If your dog or cat is booked to have an x-ray (radiograph) or CT scan, you may be wondering how the appointment will work and how you can prepare. Below, our San Diego vets share what you can expect when you bring your dog to us for an x-ray.
About CT Scans And X-rays On Cats and Dogs
Computed tomographic imaging, also known as a "CT" or "cat scan" for cats and dogs, works by producing multiple individual images or "slices" throughout a region of interest in the body through the use of radiation (x-rays) and a computer. A common comparison to an image produced by a CT scanner is individual slices of bread that make up a complete loaf. The CT machine produces two-dimensional slices of a section of your pet’s anatomy and then configures them into a complete image we can view. These slices can also be used to create three-dimensional reconstructions that can be very useful for things like surgical planning. Once the images are produced, they are sent to a veterinary specialist to review and interpret.
An X-ray is a quick, painless test that produces images of the structures inside your cat and/or dog's body mainly your cat's and/or dog's bones. X-ray rays pass through your body, and they are absorbed in different volumes depending on the density of the material that they have to pass through.
What can dog or cat X-rays and CT scans help vets diagnose?
X-rays are one of the most helpful, and frequently used tools in both human healthcare and veterinary healthcare. X-rays can help vets to get a view of your pet's bones, tissues, and internal organs so that they can diagnose issues such as broken bones, bladder stones, swallowing foreign objects, and more.
X-ray images can assist veterinarians in identifying certain tumors, pregnancy, and enlarged organs that may help in the diagnosis of conditions like heart disease or cancer. No organ, tissue, or ligament can be seen in detail using X-ray technology. Other diagnostic imaging, like MRI and ultrasound, is more helpful in these situations. A pregnant dog's X-ray can also help you get ready for the birth of the puppies by revealing how many puppies your dog is carrying and whether a c-section might be necessary.
The high-resolution images produced by the CT machine help us to evaluate your pet's anatomy in great detail - a detail that we would otherwise not be able to see using standard X-rays. CT scanners provide excellent detail of bony and soft tissue structures in the body.
How can I prepare for my dog or cat's X-ray or CT scan appointment?
Often an x-ray and CT scans are done when the animal is brought in to have an issue looked at by the vet. For that reason, no preparation is required. Your vet will examine your pet, then if an x-ray or CT is required, they will take some time to explain the procedure and what they will be looking for.

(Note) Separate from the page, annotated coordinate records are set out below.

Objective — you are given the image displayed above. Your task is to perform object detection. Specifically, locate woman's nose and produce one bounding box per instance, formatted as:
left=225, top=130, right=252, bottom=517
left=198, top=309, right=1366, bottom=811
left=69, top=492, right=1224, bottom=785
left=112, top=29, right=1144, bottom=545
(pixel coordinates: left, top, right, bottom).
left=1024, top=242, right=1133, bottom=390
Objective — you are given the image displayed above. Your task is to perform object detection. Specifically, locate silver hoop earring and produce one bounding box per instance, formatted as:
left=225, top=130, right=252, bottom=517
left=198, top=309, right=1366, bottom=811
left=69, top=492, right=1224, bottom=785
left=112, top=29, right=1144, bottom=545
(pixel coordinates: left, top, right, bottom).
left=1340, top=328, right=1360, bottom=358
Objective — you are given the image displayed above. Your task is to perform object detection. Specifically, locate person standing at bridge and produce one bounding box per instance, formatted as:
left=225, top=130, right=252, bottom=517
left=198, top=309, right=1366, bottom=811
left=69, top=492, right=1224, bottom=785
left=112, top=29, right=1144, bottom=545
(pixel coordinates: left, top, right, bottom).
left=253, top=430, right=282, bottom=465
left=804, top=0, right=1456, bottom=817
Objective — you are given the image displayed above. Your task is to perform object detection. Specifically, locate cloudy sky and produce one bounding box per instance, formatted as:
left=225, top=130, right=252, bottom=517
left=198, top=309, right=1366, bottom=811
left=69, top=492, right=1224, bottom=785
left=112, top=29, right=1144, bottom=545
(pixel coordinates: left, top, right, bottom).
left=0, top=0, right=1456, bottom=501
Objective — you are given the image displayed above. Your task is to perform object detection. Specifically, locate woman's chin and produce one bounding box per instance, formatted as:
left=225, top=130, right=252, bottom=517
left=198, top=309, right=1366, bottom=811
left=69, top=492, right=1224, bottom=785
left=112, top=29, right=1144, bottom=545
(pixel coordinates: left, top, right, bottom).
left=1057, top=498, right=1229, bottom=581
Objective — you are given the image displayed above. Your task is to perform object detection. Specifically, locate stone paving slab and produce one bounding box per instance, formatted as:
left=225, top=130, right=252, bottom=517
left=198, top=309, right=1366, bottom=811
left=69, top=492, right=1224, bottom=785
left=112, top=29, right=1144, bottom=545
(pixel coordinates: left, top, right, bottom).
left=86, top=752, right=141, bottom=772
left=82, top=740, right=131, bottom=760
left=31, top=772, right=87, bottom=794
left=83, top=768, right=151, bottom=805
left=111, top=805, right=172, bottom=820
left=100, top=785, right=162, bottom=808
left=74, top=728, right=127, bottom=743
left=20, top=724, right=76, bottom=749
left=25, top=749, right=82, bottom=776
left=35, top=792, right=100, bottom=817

If you have an X-ray or CT scan that was booked ahead of time for your pet, your vet will provide all instructions you will need for the day of the procedure.
Will my dog or cat be sedated when they have their X-ray or CT scan?
Sedation is sometimes required to get a clear X-ray. If your dog or cat is calm, not in too much pain, and able to lay in a comfortable position while the X-ray or CT scan is being taken, sedation will not be necessary.
On the other hand, sedation will be suggested if your dog or cat is jittery, apprehensive, or in pain. Sedation may also be used during your pet's x-ray or scan if the dog or cat's muscles need to be relaxed in order to obtain a clear image or if the skull, teeth, or spine are being examined using x-ray technology.
It is very safe to perform a CT scan. CT scans use ionizing radiation, similar to an X-ray, but at doses that are safe for animals. Your pet will need general anesthesia because they must remain still during the CT scan.
Are X-rays and CT scans safe for dogs and cats?
While X-rays and CT scanners are generally considered safe for dogs and cats, radiation is involved, so X-rays and CT scanners are typically used only infrequently and as diagnostic tools. In some cases, veterinarians will use X-ray technology to determine a dog's pregnancy; however, other forms of imaging, such as ultrasound, may be used in that case.
If you're concerned about the use of X-ray or CT scanner technology and your dog's or cat's health, speak to your vet. Your veterinarian will be able to give you an understanding of the risks versus the benefits in your dog's and cat's particular case so that you can decide whether you want your dog or cat to have an x-ray or CT scan.
How much will my dog or cat's X-rays or CT scan cost?
The cost of your dog's or cat's x-rays will be determined by a variety of factors, including the size of your pet, the area being x-rayed, whether sedation was used, the type of clinic, where your veterinary clinic is located, and more. If you are concerned about the cost of your cat or dog's x-rays, consult with your veterinarian first.
CT scans are the same as X-rays, the cost will be different based on what needs to be done to your pet. The entire process of a pet CT scan takes about 45 minutes to an hour, not including anesthesia so the price can change.
Note: The advice provided in this post is intended for informational purposes and does not constitute medical advice regarding pets. For an accurate diagnosis of your pet's condition, please make an appointment with your vet.